The indicative proposal includes the acquisition of any shares that are issued by AWE under the recently announced share purchase plan that is currently scheduled to close December 14.

AWE did disclose the receipt of the indicative proposal before the company’s board concluded its assessment of the proposal, but its initial reaction is that the proposal is “not sufficiently attractive to provide access to due diligence.”

It must be said that such an offer is subject to several conditions, including completion of satisfactory due diligence, obtaining Foreign Investment Review Board approval, execution of an implementation agreement, and approval by CERCG’s board.

The company added that there was no certainty and no guarantee that the indicative proposal would result in a transaction, adding it would keep the market informed on any material developments related to takeover offer.

“AWE shareholders do not need to take any action in response to the Indicative Proposal at this stage,” AWE said, adding it has appointed UBS AG, Australia Branch as financial advisor and Allens as legal advisor.

 

Prior takeover attempts

 

The company has previously received and rejected takeover offers, one in May 2016 and one in 2013.

In 2016, AWE received a $421.5 million proposal from Lone Star Japan Acquisitions, Ltd on behalf of the Lone Star Fund. At the time, the A$0.80 ($0.61 at current exchange rates) per share offer was rejected by the company’s board.

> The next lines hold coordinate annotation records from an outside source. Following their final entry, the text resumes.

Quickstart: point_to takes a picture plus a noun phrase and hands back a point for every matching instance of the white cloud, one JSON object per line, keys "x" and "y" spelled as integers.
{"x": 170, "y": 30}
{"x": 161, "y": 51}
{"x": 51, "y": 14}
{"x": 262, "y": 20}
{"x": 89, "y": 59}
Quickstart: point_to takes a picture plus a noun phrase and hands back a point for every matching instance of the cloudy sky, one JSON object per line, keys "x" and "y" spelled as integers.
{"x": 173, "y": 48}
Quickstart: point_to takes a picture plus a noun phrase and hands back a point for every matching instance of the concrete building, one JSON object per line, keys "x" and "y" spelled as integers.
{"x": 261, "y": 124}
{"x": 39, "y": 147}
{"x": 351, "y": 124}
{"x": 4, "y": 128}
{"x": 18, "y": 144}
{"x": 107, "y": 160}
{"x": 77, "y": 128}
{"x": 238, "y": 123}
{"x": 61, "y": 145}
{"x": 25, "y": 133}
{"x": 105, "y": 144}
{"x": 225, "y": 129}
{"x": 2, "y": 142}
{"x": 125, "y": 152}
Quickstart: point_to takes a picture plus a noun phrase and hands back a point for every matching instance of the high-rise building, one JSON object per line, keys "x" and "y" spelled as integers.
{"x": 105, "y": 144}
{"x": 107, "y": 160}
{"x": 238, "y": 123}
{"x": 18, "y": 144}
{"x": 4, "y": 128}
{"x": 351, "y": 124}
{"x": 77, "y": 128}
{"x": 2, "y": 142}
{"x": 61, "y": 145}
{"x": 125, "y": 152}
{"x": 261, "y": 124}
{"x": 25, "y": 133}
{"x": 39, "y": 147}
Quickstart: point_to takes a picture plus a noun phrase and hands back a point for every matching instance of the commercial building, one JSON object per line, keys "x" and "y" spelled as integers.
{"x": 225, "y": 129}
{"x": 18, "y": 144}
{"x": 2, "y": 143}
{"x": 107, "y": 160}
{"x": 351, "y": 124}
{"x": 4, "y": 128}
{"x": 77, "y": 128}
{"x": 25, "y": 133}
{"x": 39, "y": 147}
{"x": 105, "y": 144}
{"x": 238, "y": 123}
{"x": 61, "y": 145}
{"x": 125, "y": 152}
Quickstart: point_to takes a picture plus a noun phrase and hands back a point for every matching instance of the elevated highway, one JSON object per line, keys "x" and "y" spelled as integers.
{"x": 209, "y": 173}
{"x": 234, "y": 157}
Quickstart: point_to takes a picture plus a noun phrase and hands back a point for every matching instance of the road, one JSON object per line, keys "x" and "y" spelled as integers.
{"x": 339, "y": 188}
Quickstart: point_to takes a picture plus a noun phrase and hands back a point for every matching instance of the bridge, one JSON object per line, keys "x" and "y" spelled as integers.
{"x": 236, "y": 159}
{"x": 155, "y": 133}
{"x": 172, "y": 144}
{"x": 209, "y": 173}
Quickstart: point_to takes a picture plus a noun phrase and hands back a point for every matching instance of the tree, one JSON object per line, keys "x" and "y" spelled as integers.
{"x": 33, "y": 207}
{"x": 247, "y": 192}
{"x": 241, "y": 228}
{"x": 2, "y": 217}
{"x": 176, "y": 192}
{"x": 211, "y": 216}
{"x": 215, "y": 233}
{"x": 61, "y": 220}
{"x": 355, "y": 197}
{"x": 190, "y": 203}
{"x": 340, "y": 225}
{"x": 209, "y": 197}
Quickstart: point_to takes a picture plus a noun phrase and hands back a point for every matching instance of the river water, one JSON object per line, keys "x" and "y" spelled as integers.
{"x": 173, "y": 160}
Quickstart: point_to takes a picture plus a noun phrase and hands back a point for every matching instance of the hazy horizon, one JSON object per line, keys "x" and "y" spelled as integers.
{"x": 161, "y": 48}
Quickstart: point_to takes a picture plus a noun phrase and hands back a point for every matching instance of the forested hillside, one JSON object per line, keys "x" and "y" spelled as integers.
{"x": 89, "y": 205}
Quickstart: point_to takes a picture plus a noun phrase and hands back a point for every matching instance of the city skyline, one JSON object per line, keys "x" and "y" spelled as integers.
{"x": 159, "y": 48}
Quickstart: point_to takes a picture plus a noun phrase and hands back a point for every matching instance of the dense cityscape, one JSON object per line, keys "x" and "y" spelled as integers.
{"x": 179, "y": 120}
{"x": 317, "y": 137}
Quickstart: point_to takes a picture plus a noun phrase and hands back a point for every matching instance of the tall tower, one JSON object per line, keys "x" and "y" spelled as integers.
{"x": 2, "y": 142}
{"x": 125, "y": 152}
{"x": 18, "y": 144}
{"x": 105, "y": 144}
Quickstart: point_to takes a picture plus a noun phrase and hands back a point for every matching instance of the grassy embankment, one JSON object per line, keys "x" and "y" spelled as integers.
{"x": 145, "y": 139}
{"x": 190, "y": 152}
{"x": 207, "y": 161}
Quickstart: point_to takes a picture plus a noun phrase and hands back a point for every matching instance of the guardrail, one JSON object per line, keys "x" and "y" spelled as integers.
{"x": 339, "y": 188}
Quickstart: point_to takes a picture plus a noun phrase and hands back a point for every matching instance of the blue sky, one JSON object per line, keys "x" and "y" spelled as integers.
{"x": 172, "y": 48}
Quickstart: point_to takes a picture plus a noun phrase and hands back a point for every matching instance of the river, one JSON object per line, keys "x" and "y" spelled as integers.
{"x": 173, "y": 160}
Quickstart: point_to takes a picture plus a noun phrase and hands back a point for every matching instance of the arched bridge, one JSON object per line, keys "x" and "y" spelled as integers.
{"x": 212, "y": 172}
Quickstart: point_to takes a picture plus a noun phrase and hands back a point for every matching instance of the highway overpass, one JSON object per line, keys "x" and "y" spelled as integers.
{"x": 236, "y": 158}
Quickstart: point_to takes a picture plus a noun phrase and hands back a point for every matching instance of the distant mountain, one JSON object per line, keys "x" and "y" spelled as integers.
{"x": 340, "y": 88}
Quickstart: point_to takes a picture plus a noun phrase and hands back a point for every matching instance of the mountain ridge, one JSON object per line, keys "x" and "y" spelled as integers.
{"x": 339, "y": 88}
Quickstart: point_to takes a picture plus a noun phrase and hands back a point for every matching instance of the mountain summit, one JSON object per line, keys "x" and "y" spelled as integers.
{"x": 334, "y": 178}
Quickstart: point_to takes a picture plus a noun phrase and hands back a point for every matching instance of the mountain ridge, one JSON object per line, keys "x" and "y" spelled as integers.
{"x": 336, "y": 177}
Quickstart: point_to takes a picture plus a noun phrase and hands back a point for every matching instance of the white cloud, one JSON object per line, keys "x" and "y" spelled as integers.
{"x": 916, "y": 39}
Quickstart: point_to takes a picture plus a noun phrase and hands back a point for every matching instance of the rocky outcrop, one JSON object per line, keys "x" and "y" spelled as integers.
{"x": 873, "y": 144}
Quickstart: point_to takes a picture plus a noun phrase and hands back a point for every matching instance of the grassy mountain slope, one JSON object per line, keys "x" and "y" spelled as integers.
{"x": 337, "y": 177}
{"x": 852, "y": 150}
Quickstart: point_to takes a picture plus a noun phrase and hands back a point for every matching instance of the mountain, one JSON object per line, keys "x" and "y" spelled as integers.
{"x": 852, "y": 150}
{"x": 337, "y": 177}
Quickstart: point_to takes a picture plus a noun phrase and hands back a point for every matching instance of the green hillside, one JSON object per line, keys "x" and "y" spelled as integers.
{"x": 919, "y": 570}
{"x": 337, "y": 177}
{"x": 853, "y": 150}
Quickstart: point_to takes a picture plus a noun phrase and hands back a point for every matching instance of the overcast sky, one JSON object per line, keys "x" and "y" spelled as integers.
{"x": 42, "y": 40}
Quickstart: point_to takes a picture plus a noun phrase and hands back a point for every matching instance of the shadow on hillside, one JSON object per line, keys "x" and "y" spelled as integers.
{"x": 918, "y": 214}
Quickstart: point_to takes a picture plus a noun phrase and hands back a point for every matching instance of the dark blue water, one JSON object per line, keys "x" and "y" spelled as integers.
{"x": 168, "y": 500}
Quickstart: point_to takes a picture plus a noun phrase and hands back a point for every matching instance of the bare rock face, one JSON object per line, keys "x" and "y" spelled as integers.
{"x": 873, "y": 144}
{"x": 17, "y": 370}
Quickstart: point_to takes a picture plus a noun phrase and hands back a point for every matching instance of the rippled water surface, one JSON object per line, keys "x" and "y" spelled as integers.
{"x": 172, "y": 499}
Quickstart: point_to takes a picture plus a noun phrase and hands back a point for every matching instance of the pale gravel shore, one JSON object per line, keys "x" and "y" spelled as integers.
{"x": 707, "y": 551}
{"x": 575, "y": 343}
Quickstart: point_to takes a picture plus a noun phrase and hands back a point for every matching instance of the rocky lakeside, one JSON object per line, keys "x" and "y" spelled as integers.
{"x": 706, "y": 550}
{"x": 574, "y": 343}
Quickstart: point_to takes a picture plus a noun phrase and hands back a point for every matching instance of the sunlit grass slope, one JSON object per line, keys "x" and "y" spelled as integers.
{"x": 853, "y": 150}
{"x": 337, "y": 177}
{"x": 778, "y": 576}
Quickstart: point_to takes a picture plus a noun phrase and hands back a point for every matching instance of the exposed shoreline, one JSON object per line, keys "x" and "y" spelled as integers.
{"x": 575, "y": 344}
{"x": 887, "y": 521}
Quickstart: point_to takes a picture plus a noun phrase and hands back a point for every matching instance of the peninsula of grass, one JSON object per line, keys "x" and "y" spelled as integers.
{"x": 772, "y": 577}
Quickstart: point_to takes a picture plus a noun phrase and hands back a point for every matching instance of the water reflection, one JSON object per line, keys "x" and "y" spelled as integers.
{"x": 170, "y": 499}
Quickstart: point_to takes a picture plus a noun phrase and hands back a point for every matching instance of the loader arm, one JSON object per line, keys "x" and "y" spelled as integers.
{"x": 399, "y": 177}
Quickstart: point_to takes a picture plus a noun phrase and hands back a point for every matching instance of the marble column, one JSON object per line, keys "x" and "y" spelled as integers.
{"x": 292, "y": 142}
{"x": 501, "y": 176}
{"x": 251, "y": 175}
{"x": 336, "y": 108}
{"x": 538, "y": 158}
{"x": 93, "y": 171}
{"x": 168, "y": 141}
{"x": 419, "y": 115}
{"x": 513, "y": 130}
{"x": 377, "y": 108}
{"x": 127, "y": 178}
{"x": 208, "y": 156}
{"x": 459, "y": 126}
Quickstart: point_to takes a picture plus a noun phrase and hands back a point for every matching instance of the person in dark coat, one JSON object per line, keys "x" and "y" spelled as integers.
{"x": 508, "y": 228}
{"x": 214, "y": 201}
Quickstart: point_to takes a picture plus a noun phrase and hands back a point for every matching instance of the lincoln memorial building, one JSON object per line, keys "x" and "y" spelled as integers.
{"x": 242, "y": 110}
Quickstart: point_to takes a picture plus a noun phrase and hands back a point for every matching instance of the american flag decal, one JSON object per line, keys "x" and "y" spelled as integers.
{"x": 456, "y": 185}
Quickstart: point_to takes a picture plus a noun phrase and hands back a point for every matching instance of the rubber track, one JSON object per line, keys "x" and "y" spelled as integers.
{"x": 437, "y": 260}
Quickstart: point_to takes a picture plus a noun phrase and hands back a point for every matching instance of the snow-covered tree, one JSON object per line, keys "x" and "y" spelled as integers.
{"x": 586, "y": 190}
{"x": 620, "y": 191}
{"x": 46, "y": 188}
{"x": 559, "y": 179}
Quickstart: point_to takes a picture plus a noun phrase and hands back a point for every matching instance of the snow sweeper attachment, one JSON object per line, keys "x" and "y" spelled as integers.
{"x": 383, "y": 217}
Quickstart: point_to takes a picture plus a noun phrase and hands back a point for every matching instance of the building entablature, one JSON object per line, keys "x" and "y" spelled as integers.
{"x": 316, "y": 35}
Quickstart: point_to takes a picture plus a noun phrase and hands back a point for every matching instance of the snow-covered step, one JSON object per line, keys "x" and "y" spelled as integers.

As for the offer from 2013, the company rejected a takeover by Senex Energy deeming it not in the best interests of AWE shareholders, and not appropriate to pursue.

 

AWE currently has assets offshore and onshore Australia as well as in the Natuna Sea off Indonesia. BassGas and Casino are the company’s Australian offshore projects while the only remaining offshore project is Ande Ande Lumut off Indonesia since AWE sold its stake in the Tui field off New Zealand.

Onshore, the company is the operator of the Waitsia gas project and holds stakes and operatorships of several licenses in the Perth Basin.

Regarding production levels, the company has produced 2,75 million boe in 2017 so far. In comparison, AWE produced around five million boe in 2016.